The Will Durant quote with which Mel Gibson commences Apocalypto could apply here too: "A great civilization is not conquered from without until it has destroyed itself from within." First seen getting dolled up and draped in gold from head to toe while warriors approach her fortress on horseback, Gong Li's medicine-swilling Empress is regrettably anemic—ditto her dialogue. Blame the Emperor (a bored-looking Chow Yun-Fat), who has been peppering his lady's herbal remedies with poisonous black mushrooms. Meanwhile each of three young princes (Jay Chou, Liu Ye, Qin Junjie) is scheming for power or love, the incestuous machinations failing to excite as much as the sight of black-suited, scythe-twirling assassins swinging on ropes toward the palace like Spider-Man on his web. Zhang's impressively acrobatic battle scene culminates in a torrential CGI spear storm that sets out to blockbust and does, even by, say, Two Towers standards.

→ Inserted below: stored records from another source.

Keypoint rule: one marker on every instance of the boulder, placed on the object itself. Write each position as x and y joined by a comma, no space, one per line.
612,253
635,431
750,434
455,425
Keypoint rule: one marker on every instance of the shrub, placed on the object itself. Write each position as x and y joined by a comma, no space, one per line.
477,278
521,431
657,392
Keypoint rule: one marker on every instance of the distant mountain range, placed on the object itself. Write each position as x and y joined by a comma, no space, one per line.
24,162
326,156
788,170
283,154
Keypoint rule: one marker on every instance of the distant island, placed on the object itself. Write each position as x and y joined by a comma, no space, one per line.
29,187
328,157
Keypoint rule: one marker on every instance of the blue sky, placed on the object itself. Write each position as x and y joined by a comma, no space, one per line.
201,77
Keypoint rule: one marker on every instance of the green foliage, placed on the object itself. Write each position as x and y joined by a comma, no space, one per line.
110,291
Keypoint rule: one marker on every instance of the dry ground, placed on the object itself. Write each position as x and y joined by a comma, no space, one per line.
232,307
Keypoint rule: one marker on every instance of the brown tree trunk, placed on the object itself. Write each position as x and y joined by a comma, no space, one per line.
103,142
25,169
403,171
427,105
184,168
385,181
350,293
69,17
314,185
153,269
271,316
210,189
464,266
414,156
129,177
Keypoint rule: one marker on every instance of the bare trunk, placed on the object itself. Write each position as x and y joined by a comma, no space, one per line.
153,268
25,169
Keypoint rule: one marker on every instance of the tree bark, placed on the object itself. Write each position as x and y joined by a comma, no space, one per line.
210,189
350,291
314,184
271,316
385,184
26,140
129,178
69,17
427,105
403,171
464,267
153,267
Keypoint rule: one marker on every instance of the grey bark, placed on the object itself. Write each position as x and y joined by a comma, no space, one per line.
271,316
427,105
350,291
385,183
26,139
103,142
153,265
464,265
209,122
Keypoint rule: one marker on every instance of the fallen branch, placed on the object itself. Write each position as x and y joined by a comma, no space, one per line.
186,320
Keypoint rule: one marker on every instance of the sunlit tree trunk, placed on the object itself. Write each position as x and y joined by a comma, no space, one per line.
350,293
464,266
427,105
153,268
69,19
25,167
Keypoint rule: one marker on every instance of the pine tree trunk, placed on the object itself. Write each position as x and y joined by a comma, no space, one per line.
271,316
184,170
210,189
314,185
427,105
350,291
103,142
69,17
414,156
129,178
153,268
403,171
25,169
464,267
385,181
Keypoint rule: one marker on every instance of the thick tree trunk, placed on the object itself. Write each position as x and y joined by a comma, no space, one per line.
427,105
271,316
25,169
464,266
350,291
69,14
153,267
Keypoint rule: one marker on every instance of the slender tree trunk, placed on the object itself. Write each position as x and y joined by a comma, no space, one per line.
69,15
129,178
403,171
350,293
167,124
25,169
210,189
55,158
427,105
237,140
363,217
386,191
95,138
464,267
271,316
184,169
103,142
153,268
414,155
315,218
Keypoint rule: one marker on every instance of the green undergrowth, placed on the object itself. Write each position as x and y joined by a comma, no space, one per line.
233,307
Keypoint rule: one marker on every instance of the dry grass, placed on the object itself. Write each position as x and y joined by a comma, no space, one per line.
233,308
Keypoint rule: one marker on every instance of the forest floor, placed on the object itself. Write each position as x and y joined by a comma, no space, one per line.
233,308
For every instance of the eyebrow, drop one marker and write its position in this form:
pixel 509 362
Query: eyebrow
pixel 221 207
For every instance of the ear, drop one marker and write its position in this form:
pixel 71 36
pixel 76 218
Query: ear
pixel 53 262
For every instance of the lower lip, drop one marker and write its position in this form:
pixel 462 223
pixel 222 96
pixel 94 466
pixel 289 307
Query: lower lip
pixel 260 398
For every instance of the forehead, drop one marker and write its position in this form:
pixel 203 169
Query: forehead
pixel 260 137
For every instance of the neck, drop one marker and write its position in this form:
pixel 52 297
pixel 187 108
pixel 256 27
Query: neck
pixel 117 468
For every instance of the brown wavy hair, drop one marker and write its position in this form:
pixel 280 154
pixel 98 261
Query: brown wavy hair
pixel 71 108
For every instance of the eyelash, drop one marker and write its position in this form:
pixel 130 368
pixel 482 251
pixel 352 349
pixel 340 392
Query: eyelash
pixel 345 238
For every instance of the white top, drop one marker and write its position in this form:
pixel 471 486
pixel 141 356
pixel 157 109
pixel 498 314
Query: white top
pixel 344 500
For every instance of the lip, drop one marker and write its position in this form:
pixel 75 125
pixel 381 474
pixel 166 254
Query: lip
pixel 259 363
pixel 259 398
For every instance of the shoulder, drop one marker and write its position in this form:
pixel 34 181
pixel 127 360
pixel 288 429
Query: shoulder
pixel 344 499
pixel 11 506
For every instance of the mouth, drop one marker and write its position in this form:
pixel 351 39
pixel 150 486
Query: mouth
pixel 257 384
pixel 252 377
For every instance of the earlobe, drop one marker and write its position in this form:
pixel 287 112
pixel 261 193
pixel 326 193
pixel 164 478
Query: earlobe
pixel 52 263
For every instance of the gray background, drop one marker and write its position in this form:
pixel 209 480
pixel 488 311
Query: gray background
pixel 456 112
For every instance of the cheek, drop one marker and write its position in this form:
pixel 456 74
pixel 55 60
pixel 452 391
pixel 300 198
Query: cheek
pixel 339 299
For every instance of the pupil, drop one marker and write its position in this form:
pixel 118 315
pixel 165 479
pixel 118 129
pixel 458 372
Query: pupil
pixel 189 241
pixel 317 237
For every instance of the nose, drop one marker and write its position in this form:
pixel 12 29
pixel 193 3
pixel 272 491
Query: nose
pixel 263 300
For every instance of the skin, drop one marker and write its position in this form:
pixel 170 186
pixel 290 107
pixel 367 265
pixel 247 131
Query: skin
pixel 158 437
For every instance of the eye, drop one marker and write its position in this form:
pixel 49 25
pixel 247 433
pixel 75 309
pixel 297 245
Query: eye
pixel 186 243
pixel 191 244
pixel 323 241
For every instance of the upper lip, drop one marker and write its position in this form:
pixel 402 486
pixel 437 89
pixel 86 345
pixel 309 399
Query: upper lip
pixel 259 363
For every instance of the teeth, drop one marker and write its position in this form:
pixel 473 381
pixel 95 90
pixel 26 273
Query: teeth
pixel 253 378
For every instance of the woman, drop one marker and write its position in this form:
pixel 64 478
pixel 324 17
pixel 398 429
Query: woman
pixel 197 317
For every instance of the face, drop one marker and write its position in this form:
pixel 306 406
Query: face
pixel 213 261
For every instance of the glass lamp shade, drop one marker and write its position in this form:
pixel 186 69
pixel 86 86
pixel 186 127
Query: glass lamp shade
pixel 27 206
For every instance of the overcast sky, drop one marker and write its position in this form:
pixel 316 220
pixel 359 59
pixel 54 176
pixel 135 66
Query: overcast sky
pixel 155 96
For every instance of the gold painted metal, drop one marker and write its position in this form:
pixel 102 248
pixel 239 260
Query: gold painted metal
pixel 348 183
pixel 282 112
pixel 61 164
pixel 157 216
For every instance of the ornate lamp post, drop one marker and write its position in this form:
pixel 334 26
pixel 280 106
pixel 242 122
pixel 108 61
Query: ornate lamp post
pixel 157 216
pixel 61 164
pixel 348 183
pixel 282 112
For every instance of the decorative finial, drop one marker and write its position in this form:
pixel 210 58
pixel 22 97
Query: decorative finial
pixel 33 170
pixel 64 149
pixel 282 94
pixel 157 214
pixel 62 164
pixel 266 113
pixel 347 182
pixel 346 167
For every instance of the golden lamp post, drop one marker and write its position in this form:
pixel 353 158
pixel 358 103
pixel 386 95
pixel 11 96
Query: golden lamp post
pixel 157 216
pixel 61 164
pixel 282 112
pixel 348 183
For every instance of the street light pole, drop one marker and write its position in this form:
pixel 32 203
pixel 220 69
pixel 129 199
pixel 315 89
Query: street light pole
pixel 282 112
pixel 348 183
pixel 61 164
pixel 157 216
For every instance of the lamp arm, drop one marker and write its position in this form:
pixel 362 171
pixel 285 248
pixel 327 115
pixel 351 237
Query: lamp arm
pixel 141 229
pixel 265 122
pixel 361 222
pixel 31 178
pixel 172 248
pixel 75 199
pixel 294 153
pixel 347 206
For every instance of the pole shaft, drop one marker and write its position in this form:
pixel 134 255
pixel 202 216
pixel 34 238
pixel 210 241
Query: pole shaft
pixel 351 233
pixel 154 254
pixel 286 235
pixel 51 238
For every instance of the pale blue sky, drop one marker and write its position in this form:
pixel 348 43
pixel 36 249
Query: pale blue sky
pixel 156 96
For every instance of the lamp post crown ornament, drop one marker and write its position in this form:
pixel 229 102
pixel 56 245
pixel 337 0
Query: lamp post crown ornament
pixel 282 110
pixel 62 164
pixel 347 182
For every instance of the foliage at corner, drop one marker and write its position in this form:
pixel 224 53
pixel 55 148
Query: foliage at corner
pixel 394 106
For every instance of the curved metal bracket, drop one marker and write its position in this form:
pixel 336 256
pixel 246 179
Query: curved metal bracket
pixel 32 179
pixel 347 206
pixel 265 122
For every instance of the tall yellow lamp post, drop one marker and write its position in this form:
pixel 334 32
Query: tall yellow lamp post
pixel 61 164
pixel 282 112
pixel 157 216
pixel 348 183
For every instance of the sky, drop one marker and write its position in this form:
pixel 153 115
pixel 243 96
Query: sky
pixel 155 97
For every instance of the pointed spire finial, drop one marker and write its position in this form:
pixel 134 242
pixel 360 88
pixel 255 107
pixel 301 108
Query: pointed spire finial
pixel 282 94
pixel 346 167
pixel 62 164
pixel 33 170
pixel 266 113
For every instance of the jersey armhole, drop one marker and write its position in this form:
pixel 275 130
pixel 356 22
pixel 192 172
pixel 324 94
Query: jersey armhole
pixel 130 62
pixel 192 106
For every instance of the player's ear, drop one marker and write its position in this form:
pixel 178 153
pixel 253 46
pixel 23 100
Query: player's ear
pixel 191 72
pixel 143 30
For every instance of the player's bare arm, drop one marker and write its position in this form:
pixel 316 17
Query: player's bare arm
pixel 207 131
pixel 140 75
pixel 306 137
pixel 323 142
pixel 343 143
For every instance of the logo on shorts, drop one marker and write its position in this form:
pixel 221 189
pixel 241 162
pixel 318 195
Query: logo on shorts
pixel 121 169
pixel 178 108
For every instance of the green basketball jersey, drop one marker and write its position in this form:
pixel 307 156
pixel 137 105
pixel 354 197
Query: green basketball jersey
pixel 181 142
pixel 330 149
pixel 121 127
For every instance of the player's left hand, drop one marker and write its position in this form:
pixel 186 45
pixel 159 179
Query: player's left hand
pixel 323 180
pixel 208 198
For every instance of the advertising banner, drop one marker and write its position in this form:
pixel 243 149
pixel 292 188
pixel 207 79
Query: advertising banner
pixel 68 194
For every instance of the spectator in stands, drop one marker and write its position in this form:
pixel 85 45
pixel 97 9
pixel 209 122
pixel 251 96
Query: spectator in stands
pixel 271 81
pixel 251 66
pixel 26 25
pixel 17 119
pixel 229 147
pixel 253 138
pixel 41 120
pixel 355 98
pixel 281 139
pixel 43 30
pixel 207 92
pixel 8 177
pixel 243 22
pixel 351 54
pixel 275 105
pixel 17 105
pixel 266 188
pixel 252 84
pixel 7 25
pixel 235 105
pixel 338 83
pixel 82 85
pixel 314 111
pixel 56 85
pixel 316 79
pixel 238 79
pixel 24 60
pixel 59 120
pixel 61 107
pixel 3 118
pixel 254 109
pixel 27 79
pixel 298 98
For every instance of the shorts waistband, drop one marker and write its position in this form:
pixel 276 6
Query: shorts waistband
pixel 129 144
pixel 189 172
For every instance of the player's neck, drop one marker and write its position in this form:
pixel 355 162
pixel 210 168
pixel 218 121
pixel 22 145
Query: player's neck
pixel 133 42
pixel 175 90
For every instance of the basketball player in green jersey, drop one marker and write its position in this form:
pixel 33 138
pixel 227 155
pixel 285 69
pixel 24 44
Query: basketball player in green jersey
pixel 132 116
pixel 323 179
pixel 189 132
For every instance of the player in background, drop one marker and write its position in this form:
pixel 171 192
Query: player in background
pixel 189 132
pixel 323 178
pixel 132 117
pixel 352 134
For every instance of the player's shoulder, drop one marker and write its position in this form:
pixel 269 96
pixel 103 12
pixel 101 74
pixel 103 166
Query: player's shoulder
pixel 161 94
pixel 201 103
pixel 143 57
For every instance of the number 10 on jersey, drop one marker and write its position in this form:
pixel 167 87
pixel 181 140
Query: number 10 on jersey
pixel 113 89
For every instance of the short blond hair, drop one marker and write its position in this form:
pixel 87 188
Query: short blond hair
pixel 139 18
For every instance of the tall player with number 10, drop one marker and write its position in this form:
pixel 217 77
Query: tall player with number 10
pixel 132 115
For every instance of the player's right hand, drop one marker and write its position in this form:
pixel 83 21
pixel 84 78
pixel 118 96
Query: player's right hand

Until then, the film's seemingly endless revelations of double- and triple-crosses would play like bad mid-'60s Hollywood epic wanking were it not for Zhang's mise-en-scéne, including long blue, green, and orange corridors that suggest a kaleidoscope in a funhouse. (Production designer Huo Tingxiao deserves every award.) Color combos here border on the psychedelic, but alas, they don't inspire Zhang to get trippy with the storytelling. This is the director's flimsiest material to date, and while you'd hope for some sexual frisson in his first film with Gong since Shanghai Triad in '95, her scenes with Chow deliver nothing but more evidence that Zhang is mainly in it for the carpentry and the computer FX. Flying daggers return in full force, but the neato trick this time is the slo-mo spray of sparks from a sword as it scrapes against armor or another blade. A great leap forward in film technology or another example of civilization destroying itself from within?